Jangan Hanya Mengecat Ulang Pintu

Banyak pemilik rumah mengecat ulang pintu kamar mandi ketika warnanya mulai mengelupas atau permukaannya menggelembung. Padahal, jika sumber masalahnya adalah kelembapan dan rayap, cat baru hanya menutup tampilan luar sementara.

Sebelum mengecat ulang atau mengganti pintu, periksa dulu bagian bawah pintu, kusen, lantai sekitar, dan dinding yang berdekatan. Pastikan tidak ada jalur tanah, serbuk halus, atau kayu yang sudah rapuh.

Cara Mengurangi Risiko Rayap di Area Kamar Mandi

Langkah pertama adalah menjaga area pintu tetap kering. Setelah kamar mandi digunakan, pastikan air tidak menggenang di sekitar pintu dan kusen.

Kedua, perbaiki ventilasi agar uap air tidak terjebak terlalu lama. Sirkulasi udara yang baik dapat membantu mengurangi kelembapan di area kamar mandi.

Ketiga, hindari menaruh rak kayu, kardus, atau barang berbahan kertas dekat pintu kamar mandi. Barang-barang tersebut bisa menjadi sumber makanan tambahan jika rayap sudah masuk.
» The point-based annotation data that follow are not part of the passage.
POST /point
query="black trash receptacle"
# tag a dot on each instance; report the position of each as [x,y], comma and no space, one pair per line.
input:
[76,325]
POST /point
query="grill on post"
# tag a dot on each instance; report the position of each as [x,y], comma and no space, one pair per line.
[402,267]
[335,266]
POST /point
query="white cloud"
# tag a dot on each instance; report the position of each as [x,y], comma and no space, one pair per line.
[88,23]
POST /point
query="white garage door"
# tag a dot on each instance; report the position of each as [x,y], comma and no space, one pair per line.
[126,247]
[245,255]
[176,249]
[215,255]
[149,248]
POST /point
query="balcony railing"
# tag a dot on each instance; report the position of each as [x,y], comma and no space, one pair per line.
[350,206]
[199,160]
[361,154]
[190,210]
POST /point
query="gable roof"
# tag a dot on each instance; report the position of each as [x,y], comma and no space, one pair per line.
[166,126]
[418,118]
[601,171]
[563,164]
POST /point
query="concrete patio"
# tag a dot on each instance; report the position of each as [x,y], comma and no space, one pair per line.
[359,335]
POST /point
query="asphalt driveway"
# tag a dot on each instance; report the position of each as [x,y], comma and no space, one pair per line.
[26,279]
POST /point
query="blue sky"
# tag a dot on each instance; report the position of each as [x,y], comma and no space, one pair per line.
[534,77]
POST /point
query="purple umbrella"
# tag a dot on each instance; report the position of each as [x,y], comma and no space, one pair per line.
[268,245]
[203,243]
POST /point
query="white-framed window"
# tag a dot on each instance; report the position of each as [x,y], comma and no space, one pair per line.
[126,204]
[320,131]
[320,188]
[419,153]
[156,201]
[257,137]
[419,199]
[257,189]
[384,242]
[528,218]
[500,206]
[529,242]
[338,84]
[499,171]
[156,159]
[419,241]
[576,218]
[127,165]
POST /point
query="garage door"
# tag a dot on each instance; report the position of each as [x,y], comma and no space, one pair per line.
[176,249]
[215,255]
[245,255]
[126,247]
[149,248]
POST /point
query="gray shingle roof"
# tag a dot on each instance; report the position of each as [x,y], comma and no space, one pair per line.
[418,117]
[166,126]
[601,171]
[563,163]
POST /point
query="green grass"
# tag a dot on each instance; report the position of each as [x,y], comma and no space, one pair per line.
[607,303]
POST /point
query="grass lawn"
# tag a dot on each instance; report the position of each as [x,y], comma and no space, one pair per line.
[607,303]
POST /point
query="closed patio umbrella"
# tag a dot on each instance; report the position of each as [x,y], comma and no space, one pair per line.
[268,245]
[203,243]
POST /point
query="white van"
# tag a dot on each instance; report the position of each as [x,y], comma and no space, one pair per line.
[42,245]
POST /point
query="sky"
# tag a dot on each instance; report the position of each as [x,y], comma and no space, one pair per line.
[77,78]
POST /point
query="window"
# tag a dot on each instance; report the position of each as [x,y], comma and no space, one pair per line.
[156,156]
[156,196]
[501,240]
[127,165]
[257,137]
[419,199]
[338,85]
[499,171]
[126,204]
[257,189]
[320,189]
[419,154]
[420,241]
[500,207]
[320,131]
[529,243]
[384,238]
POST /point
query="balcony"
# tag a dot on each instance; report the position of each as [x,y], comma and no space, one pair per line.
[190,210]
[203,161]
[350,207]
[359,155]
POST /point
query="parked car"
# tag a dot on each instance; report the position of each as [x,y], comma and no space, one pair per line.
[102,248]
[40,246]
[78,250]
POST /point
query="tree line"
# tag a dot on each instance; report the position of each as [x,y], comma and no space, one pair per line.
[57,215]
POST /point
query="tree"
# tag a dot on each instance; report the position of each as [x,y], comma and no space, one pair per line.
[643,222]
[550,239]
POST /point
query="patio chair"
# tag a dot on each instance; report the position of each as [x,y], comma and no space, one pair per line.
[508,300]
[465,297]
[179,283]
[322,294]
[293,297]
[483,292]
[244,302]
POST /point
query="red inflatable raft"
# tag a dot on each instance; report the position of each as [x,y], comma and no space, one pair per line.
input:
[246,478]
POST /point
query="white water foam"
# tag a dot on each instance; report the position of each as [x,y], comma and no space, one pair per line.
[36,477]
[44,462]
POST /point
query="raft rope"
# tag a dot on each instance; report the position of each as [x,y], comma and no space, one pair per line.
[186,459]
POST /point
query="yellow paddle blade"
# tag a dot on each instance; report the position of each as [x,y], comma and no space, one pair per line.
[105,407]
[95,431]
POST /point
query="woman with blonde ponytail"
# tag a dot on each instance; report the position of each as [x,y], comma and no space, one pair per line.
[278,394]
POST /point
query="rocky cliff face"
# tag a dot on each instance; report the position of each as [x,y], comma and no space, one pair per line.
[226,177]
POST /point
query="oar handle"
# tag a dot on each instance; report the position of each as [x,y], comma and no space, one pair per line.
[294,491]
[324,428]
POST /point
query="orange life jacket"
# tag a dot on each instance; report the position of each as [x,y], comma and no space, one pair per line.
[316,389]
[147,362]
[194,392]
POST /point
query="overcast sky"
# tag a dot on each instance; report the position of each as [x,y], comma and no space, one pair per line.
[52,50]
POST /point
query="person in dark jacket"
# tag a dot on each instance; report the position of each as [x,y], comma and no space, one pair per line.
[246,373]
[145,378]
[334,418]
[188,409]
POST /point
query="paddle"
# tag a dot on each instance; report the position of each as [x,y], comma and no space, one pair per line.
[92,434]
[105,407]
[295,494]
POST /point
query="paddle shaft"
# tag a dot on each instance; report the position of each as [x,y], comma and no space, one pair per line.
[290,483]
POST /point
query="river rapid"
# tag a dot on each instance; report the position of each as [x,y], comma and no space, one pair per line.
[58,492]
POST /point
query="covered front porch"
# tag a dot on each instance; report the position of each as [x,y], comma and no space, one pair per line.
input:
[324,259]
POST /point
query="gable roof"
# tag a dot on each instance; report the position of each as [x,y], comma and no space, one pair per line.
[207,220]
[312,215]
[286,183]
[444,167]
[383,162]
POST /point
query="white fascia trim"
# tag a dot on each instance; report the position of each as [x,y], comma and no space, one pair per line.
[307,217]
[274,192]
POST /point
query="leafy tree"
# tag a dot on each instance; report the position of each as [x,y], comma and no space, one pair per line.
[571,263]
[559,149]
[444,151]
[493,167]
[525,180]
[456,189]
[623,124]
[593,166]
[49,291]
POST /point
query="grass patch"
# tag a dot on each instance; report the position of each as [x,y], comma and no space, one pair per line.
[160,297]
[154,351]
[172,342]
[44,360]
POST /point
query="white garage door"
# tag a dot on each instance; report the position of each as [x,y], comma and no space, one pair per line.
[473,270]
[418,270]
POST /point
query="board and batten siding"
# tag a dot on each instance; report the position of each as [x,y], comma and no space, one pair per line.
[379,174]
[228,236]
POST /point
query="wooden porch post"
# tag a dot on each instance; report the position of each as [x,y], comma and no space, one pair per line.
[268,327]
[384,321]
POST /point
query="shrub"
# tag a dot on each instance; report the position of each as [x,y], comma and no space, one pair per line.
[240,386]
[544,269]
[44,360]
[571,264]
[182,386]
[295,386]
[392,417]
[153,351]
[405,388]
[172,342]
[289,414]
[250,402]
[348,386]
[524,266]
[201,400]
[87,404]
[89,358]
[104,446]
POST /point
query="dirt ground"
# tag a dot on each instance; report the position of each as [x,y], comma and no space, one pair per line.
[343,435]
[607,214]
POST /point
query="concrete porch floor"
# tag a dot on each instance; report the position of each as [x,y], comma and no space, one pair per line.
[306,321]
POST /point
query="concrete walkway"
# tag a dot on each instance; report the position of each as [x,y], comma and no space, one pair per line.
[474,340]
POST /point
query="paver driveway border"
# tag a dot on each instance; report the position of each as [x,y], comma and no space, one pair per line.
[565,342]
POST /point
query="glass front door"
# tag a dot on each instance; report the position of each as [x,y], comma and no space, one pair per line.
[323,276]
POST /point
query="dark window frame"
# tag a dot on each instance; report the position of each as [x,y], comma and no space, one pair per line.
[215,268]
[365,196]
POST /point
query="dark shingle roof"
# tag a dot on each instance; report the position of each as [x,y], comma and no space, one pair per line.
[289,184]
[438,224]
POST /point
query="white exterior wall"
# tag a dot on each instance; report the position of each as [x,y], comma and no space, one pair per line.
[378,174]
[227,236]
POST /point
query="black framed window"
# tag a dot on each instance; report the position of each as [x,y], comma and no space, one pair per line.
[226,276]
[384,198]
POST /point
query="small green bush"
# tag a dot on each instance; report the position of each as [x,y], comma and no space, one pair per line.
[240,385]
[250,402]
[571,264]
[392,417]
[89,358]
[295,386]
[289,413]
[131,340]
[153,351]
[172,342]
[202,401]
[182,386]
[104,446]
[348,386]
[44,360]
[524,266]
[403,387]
Untuk rumah di wilayah Jogja, area kamar mandi sebaiknya tidak luput dari pemeriksaan rayap, terutama jika pintu atau kusen mulai rapuh. Jika mulai muncul tanda seperti kayu kopong, serbuk halus, atau jalur tanah di sekitar pintu, layanan jasa pembasmi rayap jogja bisa menjadi pilihan untuk membantu mengecek sumber masalah sebelum menyebar ke area lain.

Kesimpulan

Pintu kamar mandi kayu bisa menjadi area rawan rayap jika sering lembap dan jarang diperiksa. Bagian bawah pintu, kusen, serta celah lantai perlu diperhatikan karena bisa menjadi jalur tersembunyi rayap.

Dengan menjaga area tetap kering, memperbaiki ventilasi, dan mengenali tanda awal seperti kayu rapuh atau serbuk halus, risiko kerusakan akibat rayap bisa dikurangi sejak dini.